The old chief, besieged for a story, told the youngsters of a wise and good "Sachem" who lived a long time ago. In the twilight of his life, the Sachem was asked to help negotiate a peace settlement between two warring tribes, which he did. Shortly after, according to Chief Owasippe, the Sachem was called home to the "Happy Hunting Grounds." His body was prepared according to custom, placed in his canoe and set adrift down a river, with the members of the tribe hoping it would be guided to his wigwam. The canoe drifted down the river for many hours until it finally "floated out upon the bosom of a beautiful lake." The mourners had followed the canoe and were startled by the sight of many birds in the sky with white and silver wings.
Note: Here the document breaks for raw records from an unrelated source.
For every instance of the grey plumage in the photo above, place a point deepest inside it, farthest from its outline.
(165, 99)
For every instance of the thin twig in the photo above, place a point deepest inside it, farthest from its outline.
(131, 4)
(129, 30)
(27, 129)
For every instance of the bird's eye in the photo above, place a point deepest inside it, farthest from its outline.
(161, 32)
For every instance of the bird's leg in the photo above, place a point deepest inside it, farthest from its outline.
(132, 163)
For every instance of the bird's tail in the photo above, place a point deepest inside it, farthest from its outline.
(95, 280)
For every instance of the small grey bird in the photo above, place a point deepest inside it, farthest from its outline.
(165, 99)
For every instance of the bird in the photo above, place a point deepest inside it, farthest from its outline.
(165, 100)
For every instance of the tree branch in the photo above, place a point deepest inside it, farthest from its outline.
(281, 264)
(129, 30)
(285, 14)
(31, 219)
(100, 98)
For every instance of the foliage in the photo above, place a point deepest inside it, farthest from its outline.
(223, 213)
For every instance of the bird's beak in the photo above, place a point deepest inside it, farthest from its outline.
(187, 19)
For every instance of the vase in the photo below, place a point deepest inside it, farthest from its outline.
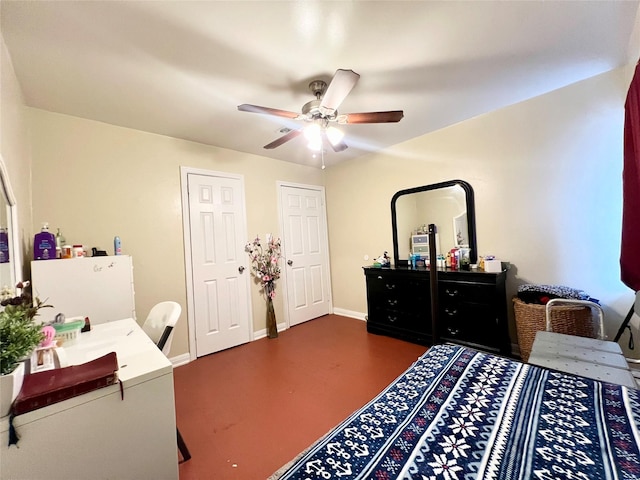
(272, 325)
(10, 385)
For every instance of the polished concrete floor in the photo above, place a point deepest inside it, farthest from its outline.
(246, 411)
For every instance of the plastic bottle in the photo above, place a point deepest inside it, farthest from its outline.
(60, 241)
(44, 244)
(4, 245)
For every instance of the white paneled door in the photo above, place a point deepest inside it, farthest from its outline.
(220, 279)
(306, 252)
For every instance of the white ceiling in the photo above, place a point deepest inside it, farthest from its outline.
(181, 68)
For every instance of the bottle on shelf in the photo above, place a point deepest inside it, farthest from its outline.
(60, 241)
(44, 244)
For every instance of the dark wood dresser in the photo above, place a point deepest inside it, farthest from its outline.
(472, 306)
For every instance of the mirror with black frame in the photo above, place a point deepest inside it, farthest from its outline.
(448, 205)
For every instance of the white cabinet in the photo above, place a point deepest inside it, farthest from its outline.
(100, 435)
(100, 288)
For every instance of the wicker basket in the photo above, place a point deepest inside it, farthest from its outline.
(571, 320)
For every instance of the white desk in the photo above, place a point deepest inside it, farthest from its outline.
(97, 435)
(588, 357)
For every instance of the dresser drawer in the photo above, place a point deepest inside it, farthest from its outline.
(468, 322)
(454, 292)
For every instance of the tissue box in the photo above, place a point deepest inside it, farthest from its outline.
(493, 266)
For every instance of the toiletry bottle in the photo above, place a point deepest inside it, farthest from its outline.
(44, 244)
(4, 245)
(60, 241)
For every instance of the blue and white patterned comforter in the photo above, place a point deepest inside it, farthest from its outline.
(461, 414)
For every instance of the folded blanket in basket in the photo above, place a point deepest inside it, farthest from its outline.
(541, 294)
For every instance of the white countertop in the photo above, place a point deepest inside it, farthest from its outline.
(139, 360)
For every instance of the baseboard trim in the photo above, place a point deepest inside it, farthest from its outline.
(257, 335)
(350, 313)
(180, 359)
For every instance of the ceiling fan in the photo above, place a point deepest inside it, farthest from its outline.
(322, 111)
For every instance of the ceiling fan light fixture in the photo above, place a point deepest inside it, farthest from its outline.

They were also astonished to see that the color of the lake had changed from blue to a silvery white. According to Chief Owasippe’s story, the tribe members all exclaimed at once: "Wab-a-gun-a-gee, Ne-bis, Bis-e-gain-dang." "White Lake--The Beautiful."
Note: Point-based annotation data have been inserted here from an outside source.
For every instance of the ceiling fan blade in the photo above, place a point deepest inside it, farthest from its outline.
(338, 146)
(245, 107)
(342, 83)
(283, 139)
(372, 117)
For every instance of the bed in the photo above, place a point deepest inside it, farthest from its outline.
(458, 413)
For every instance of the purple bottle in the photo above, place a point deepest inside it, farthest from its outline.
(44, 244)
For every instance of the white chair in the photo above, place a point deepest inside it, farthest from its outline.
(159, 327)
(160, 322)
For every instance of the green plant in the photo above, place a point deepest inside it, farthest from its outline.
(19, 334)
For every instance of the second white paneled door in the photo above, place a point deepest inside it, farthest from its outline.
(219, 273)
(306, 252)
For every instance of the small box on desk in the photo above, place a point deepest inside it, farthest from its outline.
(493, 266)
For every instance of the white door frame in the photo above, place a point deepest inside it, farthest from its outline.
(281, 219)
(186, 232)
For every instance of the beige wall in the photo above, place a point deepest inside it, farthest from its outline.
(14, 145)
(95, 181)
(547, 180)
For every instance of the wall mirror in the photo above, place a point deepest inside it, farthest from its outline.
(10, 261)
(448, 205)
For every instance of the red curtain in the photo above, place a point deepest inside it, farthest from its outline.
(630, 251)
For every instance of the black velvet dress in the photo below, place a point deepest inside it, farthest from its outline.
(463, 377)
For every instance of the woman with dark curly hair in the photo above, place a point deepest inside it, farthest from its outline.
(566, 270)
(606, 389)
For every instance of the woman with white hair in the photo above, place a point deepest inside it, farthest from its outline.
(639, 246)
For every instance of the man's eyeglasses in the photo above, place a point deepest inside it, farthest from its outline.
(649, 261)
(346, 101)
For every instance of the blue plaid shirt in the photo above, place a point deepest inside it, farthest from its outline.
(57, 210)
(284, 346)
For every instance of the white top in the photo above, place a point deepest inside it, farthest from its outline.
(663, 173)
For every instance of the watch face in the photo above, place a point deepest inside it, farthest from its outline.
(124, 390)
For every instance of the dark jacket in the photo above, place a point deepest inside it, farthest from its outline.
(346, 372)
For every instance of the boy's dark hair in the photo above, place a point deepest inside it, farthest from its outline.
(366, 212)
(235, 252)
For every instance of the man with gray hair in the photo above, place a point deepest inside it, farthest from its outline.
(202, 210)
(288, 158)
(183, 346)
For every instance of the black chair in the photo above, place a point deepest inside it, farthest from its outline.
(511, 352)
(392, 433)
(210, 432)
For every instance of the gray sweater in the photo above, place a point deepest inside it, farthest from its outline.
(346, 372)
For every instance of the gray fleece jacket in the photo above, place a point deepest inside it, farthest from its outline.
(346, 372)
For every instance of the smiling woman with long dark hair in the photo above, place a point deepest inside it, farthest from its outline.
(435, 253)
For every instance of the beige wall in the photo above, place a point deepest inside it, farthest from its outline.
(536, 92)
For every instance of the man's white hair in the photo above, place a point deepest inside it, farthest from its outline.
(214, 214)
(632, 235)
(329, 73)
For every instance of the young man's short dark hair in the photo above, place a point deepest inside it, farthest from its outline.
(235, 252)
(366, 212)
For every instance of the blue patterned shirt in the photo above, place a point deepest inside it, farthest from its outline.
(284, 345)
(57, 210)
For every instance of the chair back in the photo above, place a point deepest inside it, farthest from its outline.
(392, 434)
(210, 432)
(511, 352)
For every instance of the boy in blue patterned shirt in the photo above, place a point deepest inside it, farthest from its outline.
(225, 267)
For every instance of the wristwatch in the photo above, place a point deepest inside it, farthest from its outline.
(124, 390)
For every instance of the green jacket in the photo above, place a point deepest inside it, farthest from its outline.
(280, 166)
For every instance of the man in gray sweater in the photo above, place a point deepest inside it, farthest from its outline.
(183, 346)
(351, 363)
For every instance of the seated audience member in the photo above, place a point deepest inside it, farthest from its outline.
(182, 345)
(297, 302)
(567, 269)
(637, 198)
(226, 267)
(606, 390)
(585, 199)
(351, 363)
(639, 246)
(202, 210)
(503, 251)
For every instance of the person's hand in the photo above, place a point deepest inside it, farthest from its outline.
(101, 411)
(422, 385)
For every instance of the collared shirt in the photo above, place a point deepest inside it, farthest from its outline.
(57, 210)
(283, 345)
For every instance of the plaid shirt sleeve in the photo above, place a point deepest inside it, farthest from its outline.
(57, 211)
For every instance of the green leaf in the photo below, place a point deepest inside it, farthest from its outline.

== Origin of Owasippe Name ==
The name "Owasippe" most likely came from the local natives name for the White River during the time period,"Waba-sippi", which would have been written out by the French when they came across the area as "Ouabisippi".

=== First recorded usage of Owasippe Name by the Boy Scouts ===
The first known usage of the Owasippe name was recorded by the Boy Scouts in 1915. In 1915 J.P. Fitch of Oklahoma was brought on board by the Chicago Council to run the then, "Camp White."

Fitch who was very familiar with the usage of Native American traditions in his home state founded, "The Tribe of O-wa-sip-pe," this program honored campers based on how many years they camped on the reservation. 1st year campers were Messengers, 2nd year Braves, 3rd year Warrior, 4th Hunter, and 5th Chief. To promote the program the camp was renamed Ow-as-sip-pe; and White Wing, a full blooded Winnebago Indian was brought on staff to assist with crafts. A few years later Fitch was promoted to another council. When Fitch left, the program died out, but the camp retained its Owasippe name.